Je crains de me retrouver dans un monde qui marche sur la tête. 

Comment sommes-nous passés de mon école (publique) à ce foutoir où les élèves rejettent l'autorité, toutes les autorités quelles qu'elles soient ? 

À qui la faute si faute il y a ? 

Les bouleversements profonds de 68 ne seraient-ils pas à la base de cette pétaudière ? 

Là où la rigueur de l'enseignant permettait à la plupart des élèves d'atteindre un niveau d'instruction propre à mener une existence honorable se trouve une fonction, un « agent », un simple citoyen recruté par concours basé sur ses connaissances et non sur ses compétences donc rétribué pauvrement alors que le métier d'enseignant devrait être au niveau de celui de médecin. 

À mon avis la santé et l'enseignement sont les deux priorités de tout pays qui se veut progressiste. 

C'est un choix politique de la nation. 

Nous avons les enseignants que nous choisissons. 

Si nous préférons former des ingénieurs, des commerciaux, des banquiers qui touchent des salaires de ministres dix fois supérieurs à celui des « profs » c'est NOTRE responsabilité. 

Ils continueront de fabriquer des objets inutiles que les grandes surfaces vendront à grand renfort de publicité aux chalands fascinés par la nouveauté et qui finiront par grossir encore plus les montagnes de déchets dont on ne sait que faire. 

Mais alors il ne faut pas s'étonner de l'écart qui se creuse entre les couches de la société. 

Les pauvres se révolteront et iront voler les biens des riches qui ne savent plus quoi faire de leurs grosses bagnoles, smartphones et autres gadgets polluants. 

Le « toujours plus », cette sacro-sainte croissance qui nous dirige droit vers le mur, est à la base de ce marasme de l'éducation nationale. 

L'éducation de l'élite est confiée au privé qui sélectionne les siens, les meilleurs, lisez « les plus riches » et la nation, la masse des oubliés, les loqueteux se contentent des restes et se disputent les miettes. 

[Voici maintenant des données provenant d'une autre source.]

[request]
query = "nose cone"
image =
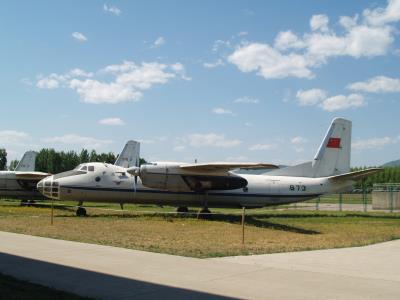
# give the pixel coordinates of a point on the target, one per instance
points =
(49, 187)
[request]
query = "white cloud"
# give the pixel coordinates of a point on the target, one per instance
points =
(159, 42)
(211, 140)
(248, 12)
(287, 39)
(179, 148)
(296, 56)
(112, 122)
(310, 97)
(79, 36)
(380, 16)
(12, 137)
(269, 62)
(319, 23)
(180, 69)
(239, 158)
(79, 73)
(128, 84)
(217, 63)
(258, 147)
(298, 140)
(222, 111)
(82, 141)
(378, 84)
(112, 9)
(218, 44)
(26, 81)
(48, 83)
(373, 143)
(341, 102)
(247, 100)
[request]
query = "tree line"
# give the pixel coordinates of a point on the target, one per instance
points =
(51, 161)
(388, 175)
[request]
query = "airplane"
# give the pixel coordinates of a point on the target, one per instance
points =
(21, 183)
(212, 184)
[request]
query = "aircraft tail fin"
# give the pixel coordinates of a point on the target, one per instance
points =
(129, 156)
(332, 157)
(27, 163)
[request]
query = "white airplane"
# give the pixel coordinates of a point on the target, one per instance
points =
(21, 183)
(212, 184)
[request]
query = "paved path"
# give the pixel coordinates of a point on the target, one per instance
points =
(113, 273)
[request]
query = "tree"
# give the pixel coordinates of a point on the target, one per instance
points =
(3, 159)
(13, 164)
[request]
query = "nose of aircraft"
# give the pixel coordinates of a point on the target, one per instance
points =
(49, 187)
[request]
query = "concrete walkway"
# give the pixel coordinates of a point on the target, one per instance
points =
(113, 273)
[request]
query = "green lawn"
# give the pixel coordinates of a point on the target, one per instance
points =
(158, 229)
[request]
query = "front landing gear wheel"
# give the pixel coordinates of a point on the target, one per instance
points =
(81, 212)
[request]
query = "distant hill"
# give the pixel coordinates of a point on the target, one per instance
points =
(394, 163)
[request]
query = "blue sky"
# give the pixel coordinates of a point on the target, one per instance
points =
(213, 80)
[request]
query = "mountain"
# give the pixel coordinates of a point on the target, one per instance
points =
(394, 163)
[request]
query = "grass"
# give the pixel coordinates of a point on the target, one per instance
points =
(266, 231)
(14, 289)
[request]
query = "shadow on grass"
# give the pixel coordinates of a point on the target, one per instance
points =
(234, 219)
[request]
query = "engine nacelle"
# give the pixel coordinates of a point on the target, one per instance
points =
(170, 177)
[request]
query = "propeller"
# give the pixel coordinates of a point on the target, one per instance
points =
(135, 171)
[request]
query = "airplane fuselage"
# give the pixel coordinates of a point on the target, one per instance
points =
(109, 183)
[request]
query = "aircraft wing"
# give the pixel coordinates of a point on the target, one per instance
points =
(225, 167)
(356, 175)
(31, 175)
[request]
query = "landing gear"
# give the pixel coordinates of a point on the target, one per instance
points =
(204, 213)
(182, 209)
(81, 212)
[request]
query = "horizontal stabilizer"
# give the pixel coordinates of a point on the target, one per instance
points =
(225, 167)
(27, 163)
(356, 175)
(31, 175)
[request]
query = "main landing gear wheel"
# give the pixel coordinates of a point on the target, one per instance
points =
(81, 212)
(182, 209)
(204, 213)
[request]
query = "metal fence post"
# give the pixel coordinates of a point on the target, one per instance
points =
(391, 198)
(364, 197)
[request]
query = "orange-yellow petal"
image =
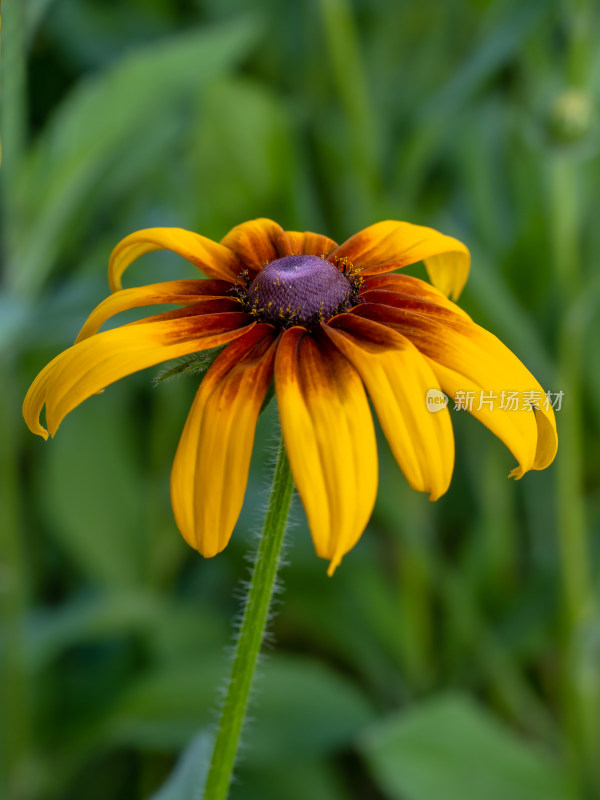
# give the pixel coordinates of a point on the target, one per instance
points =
(467, 358)
(257, 242)
(169, 293)
(389, 245)
(398, 378)
(311, 244)
(210, 471)
(329, 438)
(405, 288)
(89, 366)
(211, 257)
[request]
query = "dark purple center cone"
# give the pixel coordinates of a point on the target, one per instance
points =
(299, 290)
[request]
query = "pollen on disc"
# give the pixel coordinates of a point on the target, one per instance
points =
(300, 288)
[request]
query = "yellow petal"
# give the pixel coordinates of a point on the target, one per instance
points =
(398, 379)
(329, 438)
(467, 358)
(389, 245)
(91, 365)
(168, 293)
(405, 287)
(257, 242)
(210, 471)
(312, 244)
(211, 257)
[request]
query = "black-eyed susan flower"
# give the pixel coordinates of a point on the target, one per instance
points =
(332, 325)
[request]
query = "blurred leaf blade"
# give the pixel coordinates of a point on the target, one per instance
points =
(449, 748)
(101, 121)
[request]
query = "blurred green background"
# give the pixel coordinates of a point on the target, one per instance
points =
(455, 654)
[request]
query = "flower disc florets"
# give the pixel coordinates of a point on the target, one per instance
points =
(301, 290)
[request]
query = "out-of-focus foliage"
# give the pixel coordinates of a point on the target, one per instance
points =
(456, 652)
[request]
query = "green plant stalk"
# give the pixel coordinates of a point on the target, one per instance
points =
(251, 632)
(349, 76)
(12, 122)
(579, 694)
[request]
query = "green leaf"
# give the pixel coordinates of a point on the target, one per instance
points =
(449, 748)
(190, 773)
(300, 708)
(93, 491)
(103, 120)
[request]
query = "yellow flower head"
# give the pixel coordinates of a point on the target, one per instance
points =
(330, 324)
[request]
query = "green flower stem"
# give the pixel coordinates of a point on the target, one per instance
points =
(251, 631)
(13, 123)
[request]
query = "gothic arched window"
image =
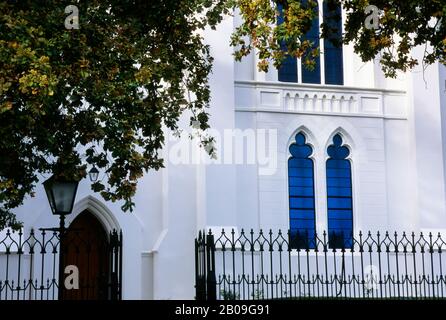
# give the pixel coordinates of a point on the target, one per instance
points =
(301, 194)
(339, 195)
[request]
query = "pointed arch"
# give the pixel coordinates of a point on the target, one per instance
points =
(339, 193)
(96, 208)
(301, 193)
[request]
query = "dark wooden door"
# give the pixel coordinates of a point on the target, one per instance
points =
(85, 245)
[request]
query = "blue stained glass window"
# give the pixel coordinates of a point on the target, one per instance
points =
(288, 70)
(334, 73)
(312, 76)
(339, 195)
(301, 194)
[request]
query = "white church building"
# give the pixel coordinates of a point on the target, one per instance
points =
(340, 149)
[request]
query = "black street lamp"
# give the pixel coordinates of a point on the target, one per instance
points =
(61, 194)
(93, 174)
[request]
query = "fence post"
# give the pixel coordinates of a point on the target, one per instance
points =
(211, 283)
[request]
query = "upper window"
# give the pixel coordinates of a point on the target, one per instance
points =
(301, 194)
(339, 195)
(332, 48)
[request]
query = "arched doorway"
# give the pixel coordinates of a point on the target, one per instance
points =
(97, 257)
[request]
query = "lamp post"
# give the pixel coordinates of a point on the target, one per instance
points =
(61, 194)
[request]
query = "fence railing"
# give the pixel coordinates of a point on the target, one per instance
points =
(29, 266)
(267, 265)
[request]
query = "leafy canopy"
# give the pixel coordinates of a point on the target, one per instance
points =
(103, 94)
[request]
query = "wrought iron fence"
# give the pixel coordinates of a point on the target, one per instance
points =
(265, 265)
(29, 266)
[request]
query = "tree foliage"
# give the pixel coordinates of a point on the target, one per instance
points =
(98, 95)
(102, 95)
(402, 26)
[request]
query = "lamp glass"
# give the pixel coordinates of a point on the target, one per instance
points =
(61, 195)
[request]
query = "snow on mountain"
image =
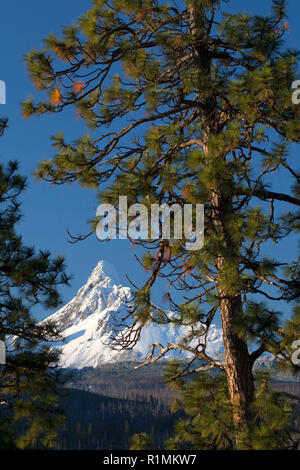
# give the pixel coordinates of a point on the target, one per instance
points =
(87, 323)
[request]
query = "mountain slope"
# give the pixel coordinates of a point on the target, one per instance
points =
(87, 323)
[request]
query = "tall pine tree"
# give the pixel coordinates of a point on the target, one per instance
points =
(198, 101)
(30, 381)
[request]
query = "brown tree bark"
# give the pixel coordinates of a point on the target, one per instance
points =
(238, 364)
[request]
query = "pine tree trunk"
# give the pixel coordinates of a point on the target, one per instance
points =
(237, 364)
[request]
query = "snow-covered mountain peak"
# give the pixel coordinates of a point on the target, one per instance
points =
(87, 323)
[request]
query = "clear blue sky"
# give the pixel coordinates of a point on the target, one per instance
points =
(49, 211)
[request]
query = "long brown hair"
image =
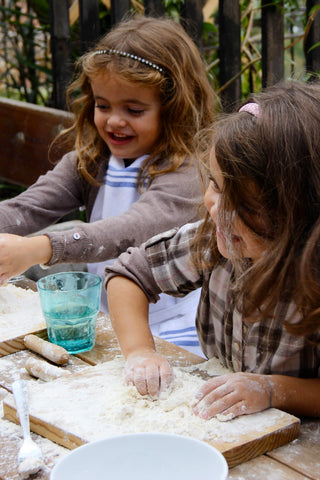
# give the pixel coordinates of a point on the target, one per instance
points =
(278, 153)
(188, 99)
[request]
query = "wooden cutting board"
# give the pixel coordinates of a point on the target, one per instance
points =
(72, 412)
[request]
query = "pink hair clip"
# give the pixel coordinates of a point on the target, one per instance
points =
(252, 108)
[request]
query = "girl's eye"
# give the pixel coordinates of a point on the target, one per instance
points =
(101, 106)
(213, 183)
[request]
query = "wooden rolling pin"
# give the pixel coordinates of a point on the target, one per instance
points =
(44, 370)
(52, 352)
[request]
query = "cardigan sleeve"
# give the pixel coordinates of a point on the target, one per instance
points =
(52, 196)
(170, 201)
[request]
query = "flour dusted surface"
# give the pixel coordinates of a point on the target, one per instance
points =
(96, 403)
(20, 312)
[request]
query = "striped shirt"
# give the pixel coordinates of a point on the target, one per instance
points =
(164, 264)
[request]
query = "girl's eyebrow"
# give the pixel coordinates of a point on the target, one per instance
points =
(127, 100)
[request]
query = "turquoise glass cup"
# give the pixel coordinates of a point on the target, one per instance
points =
(70, 305)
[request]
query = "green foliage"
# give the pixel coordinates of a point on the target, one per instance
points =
(27, 72)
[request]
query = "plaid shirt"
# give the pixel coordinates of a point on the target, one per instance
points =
(164, 264)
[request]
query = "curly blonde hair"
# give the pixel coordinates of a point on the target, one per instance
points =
(188, 99)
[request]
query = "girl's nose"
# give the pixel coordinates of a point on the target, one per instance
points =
(116, 121)
(211, 201)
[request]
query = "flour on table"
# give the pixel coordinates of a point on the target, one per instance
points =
(20, 312)
(96, 403)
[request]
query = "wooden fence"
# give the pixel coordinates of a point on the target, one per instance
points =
(272, 39)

Les valeurs encore en vigueurs depuis la fin de la dernière guerre (pour combien de temps?) avaient pour nom respect, entraide, travail, honneur, honnêteté, loyauté, dignité ... 

Qu'avons-nous fait de ces richesses, les seules à mon sens qui vaillent la peine d'être préservées ? 

Au nom de la liberté nous les avons piétinées. 

Au nom de l'égalité nous nous sommes assis dessus. 

Mais sans ces valeurs nous avons détruit la fraternité, ce lien qui avait repris tant de sens lors des jours sombres de la guerre. 

Il a fallu reconstruire sur les ruines une économie d'urgence et les jeunes représentaient l'espoir en l'avenir du pays. 

Ce que les maîtres nous apprenaient avait une utilité immédiate et concrète. 

Les parents comprenaient cet enseignement qu'ils avaient eux-même reçu à cet âge. 

La confiance envers le maître était totale et les jeunes savaient pourquoi ils allaient à l'école. 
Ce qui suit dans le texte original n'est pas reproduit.